Pubertätsblocker
Pubertätsblocker sind Medikamente, die den weiteren Verlauf der Pubertät vorübergehend unterdrücken können. Meist handelt es sich um GnRH-Analoga beziehungsweise GnRH-Agonisten, die die hormonelle Steuerung zwischen Gehirn, Hirnanhangdrüse und Keimdrüsen dämpfen. Dadurch werden weniger LH und FSH ausgeschüttet, sodass Hoden deutlich weniger Testosteron oder Eierstöcke deutlich weniger Östrogene produzieren.

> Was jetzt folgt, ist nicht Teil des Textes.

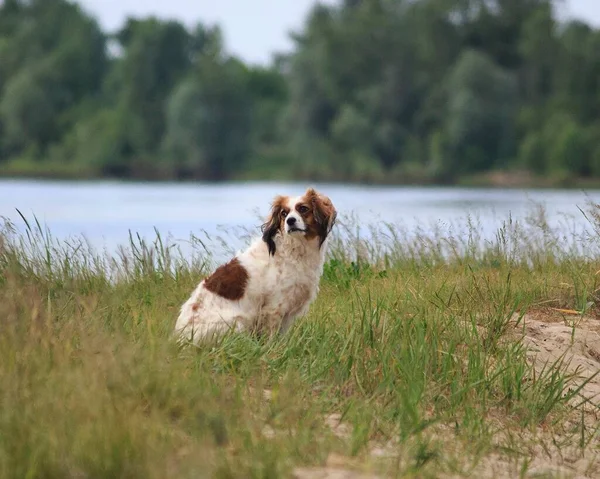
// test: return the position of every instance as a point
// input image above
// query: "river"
(105, 212)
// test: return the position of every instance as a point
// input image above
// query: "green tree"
(481, 114)
(209, 120)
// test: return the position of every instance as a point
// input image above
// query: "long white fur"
(280, 289)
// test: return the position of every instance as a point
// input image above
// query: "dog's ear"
(273, 224)
(324, 213)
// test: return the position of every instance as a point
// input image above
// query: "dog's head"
(309, 216)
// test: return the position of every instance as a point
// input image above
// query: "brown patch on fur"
(321, 216)
(228, 281)
(275, 221)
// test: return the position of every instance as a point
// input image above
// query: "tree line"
(373, 91)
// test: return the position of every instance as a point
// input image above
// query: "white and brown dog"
(265, 288)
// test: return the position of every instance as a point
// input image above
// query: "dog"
(265, 288)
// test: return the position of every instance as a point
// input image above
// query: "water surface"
(106, 212)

Eingesetzt werden sie unter anderem bei bestimmten Formen vorzeitiger Pubertät und, nach sorgfältiger fachlicher Abklärung, bei manchen trans und nichtbinären Jugendlichen mit ausgeprägter pubertätsbezogener Geschlechtsdysphorie.
Bei trans und nichtbinären Jugendlichen können Pubertätsblocker Zeit verschaffen, ohne dass bestimmte pubertäre Veränderungen weiter fortschreiten. So können sie Entwicklungen wie Stimmbruch, Bartwuchs, Brustwachstum oder Menstruation vorübergehend aufhalten oder vermindern, die für manche Betroffene stark belastend sein können und später teilweise nur schwer oder nur operativ veränderbar sind. Pubertätsblocker sind jedoch keine geschlechtsangleichende Hormontherapie; sie verzögern zunächst vor allem die körpereigene Pubertät.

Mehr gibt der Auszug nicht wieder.